TVGuide.com: Do you talk about that with your radio listeners?
Hannity:
Yes. One of the points I've made to critics was that there is an effort through the Fairness Doctrine to silence conservatives. I really believe if the Democrats got back into power, the next day there would be a bill introduced to demand equal time for people on the radio. If you use arguments to silence someone you don't like, such as Howard Stern, well, can't you use the same arguments to silence political opponents? I think there is a great danger there.

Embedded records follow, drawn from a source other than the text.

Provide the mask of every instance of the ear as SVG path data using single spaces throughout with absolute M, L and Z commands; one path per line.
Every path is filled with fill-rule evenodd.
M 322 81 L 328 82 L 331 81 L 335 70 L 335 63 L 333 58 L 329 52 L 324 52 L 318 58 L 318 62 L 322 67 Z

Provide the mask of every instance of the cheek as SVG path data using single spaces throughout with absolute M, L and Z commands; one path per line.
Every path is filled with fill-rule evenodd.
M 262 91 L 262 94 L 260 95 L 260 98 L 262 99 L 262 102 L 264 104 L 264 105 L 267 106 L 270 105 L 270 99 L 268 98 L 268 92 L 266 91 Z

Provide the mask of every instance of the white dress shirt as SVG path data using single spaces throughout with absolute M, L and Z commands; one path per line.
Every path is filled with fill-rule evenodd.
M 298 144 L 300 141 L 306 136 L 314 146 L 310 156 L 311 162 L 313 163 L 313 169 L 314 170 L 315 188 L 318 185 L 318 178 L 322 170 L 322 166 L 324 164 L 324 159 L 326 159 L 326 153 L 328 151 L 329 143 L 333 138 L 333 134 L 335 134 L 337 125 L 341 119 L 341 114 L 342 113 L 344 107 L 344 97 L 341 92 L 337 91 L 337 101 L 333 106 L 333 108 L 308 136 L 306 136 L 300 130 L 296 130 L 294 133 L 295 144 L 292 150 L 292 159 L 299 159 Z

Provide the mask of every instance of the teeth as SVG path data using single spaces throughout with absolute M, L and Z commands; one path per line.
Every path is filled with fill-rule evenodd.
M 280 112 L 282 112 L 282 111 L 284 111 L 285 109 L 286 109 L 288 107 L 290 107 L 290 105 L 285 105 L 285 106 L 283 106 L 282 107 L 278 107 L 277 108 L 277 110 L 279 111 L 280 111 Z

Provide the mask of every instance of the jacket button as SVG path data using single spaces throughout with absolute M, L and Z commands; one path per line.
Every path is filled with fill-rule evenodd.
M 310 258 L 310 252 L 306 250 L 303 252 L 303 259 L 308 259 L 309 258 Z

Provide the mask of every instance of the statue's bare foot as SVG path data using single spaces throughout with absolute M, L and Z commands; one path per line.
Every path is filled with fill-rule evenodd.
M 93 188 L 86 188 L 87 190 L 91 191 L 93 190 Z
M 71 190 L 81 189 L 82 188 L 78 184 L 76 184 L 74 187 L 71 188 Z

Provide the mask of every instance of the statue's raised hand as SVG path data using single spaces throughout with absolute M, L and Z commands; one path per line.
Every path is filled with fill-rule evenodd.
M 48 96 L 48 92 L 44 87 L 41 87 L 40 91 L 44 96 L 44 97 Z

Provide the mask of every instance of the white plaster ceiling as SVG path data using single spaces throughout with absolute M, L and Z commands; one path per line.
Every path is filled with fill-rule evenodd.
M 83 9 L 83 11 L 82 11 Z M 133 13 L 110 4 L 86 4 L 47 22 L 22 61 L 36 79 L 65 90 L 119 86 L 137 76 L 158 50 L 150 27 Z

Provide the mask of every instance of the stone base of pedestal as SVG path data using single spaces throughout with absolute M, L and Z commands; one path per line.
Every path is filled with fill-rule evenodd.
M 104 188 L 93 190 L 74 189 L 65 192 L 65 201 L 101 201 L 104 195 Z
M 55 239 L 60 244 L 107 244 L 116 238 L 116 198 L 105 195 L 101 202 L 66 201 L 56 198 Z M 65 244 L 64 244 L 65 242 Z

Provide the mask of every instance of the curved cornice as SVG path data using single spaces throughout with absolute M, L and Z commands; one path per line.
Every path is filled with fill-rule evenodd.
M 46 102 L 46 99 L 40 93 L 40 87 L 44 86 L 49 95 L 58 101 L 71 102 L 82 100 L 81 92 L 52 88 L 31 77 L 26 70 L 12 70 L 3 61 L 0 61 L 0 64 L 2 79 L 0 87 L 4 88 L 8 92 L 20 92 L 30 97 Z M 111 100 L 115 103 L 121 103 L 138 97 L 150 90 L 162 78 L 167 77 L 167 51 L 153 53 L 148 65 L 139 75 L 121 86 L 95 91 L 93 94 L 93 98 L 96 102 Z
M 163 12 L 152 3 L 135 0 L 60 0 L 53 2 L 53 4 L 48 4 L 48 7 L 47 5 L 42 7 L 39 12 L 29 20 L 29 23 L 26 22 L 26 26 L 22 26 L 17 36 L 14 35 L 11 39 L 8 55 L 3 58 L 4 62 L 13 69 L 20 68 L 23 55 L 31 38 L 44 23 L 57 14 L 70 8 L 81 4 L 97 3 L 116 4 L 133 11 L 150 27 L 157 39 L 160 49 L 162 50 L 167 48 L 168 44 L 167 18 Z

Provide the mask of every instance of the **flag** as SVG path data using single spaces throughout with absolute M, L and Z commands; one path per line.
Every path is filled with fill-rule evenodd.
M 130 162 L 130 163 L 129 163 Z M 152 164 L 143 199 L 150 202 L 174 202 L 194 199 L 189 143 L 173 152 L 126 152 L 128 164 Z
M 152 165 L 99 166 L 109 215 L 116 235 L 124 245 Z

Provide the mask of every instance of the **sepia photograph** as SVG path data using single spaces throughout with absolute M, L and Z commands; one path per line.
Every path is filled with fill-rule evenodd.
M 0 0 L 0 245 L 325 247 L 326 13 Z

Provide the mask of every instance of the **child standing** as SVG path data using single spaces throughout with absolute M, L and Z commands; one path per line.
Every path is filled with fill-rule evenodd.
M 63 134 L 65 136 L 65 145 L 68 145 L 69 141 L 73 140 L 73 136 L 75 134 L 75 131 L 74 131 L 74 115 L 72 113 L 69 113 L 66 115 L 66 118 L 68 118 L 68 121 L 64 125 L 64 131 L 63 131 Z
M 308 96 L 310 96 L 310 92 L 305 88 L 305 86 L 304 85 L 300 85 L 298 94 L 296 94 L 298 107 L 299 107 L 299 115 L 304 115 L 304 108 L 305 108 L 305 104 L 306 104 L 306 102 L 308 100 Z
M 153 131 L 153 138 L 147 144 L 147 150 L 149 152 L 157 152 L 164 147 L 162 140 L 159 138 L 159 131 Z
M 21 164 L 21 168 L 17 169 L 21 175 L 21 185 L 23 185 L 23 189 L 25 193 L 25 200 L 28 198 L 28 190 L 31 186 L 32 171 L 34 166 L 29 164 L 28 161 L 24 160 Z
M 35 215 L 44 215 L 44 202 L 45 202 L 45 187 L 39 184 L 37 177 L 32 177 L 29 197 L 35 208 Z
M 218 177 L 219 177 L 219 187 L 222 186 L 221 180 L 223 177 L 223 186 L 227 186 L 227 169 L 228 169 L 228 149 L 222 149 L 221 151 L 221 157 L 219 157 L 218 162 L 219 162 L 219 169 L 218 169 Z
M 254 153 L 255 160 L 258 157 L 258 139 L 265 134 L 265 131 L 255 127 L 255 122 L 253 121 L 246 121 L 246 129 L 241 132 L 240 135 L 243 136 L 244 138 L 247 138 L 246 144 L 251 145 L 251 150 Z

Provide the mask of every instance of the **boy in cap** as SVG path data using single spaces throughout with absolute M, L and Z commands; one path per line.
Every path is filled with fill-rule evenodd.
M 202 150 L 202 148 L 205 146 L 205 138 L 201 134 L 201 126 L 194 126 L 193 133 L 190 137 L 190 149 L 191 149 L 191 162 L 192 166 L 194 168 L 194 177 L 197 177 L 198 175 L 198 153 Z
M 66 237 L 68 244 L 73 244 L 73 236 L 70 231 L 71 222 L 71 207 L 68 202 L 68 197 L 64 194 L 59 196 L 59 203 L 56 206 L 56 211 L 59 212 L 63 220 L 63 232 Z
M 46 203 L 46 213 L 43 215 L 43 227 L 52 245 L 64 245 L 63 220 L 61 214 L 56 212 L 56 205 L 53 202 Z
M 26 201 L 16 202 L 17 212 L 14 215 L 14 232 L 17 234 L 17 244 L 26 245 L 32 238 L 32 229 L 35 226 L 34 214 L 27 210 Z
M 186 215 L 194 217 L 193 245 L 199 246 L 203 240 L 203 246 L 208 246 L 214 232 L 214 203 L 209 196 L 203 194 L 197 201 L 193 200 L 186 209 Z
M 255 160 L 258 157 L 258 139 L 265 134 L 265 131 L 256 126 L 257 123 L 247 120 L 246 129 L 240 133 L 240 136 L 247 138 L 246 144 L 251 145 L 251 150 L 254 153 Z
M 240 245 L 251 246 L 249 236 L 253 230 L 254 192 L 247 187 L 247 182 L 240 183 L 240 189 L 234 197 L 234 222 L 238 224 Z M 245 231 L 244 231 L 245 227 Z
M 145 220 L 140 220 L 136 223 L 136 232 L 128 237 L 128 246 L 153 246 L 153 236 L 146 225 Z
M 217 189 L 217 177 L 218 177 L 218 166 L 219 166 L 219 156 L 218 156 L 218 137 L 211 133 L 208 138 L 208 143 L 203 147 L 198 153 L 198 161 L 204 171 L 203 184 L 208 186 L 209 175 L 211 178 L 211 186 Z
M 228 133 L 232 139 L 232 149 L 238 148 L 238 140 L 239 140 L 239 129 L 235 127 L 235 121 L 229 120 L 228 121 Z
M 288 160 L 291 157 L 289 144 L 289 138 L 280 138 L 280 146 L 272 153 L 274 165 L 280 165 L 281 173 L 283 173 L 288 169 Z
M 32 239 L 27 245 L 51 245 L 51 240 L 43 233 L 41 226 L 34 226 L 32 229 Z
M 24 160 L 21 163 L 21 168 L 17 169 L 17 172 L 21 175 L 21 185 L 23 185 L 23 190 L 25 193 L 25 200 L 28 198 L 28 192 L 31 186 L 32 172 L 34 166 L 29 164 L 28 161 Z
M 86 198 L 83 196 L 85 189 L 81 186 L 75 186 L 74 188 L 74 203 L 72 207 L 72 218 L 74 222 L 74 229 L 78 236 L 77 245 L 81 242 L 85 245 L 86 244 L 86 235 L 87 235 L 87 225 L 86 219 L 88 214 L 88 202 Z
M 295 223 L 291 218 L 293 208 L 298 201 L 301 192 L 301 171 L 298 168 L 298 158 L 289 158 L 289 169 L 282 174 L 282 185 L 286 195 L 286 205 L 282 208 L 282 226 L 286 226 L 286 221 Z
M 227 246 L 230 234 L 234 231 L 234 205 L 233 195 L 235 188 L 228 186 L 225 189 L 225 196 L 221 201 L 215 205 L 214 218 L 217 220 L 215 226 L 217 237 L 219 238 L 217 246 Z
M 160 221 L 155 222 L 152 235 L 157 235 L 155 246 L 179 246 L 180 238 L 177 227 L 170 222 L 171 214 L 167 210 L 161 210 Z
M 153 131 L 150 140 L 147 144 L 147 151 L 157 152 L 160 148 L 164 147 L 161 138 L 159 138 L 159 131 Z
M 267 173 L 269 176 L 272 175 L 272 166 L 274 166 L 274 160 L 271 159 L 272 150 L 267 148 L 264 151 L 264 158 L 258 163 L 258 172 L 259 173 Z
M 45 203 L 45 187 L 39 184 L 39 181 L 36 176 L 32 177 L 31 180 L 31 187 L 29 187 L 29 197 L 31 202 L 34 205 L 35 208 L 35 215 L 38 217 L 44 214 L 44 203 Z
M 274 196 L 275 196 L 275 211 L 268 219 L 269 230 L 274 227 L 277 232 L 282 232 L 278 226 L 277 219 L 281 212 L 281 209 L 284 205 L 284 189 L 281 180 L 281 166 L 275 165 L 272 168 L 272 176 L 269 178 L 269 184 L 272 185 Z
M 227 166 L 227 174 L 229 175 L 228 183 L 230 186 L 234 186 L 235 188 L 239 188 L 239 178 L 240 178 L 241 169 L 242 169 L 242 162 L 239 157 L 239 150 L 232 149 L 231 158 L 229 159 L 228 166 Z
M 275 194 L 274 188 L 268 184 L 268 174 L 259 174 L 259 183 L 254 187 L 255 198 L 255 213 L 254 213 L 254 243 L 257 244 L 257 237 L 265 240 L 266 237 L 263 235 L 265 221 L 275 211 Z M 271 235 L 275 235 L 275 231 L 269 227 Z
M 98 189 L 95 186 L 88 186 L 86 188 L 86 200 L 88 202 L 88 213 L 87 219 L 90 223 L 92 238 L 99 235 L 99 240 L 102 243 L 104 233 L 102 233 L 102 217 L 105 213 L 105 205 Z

TVGuide.com: It's your role on Hannity & Colmes to be a conservative partisan. Has that become more of an intellectual challenge since the war in Iraq hasn't gone so well for President Bush? Do you ever ask yourself, "How am I going to defend this today?"
Hannity:
My only role is to be intellectually honest and truthful to my audience. I barely consider myself a Republican. I am a Reagan conservative. If I agree with [the Republicans], I defend them. The reason we've created five million jobs and offset the negative economic impact of Sept. 11 was because the president cut taxes. I thought it was brilliant, I thought it was Reaganesque, and I think we've all benefited. When it comes to the War on Terror, I can't begin to describe how much I admire the president. The fact that he hasn't wavered or given in to poll numbers is one of the things I admire most. But when the president's wrong or any Republican's wrong, you have to be intellectually honest and truthful to your audience and say it. I've been to the border four times. I criticized Republicans and Democrats for creating the largest area of susceptibility we have to terrorism. When it comes to spending, Republicans in particular are spending like drunken sailors. I say that all the time. I disagreed with the president on the Dubai-ports issue. I love the president. I think he's the right man in the right place to deal with this threat we have, which I think is the No. 1 issue of this time. But when we disagree, we disagree.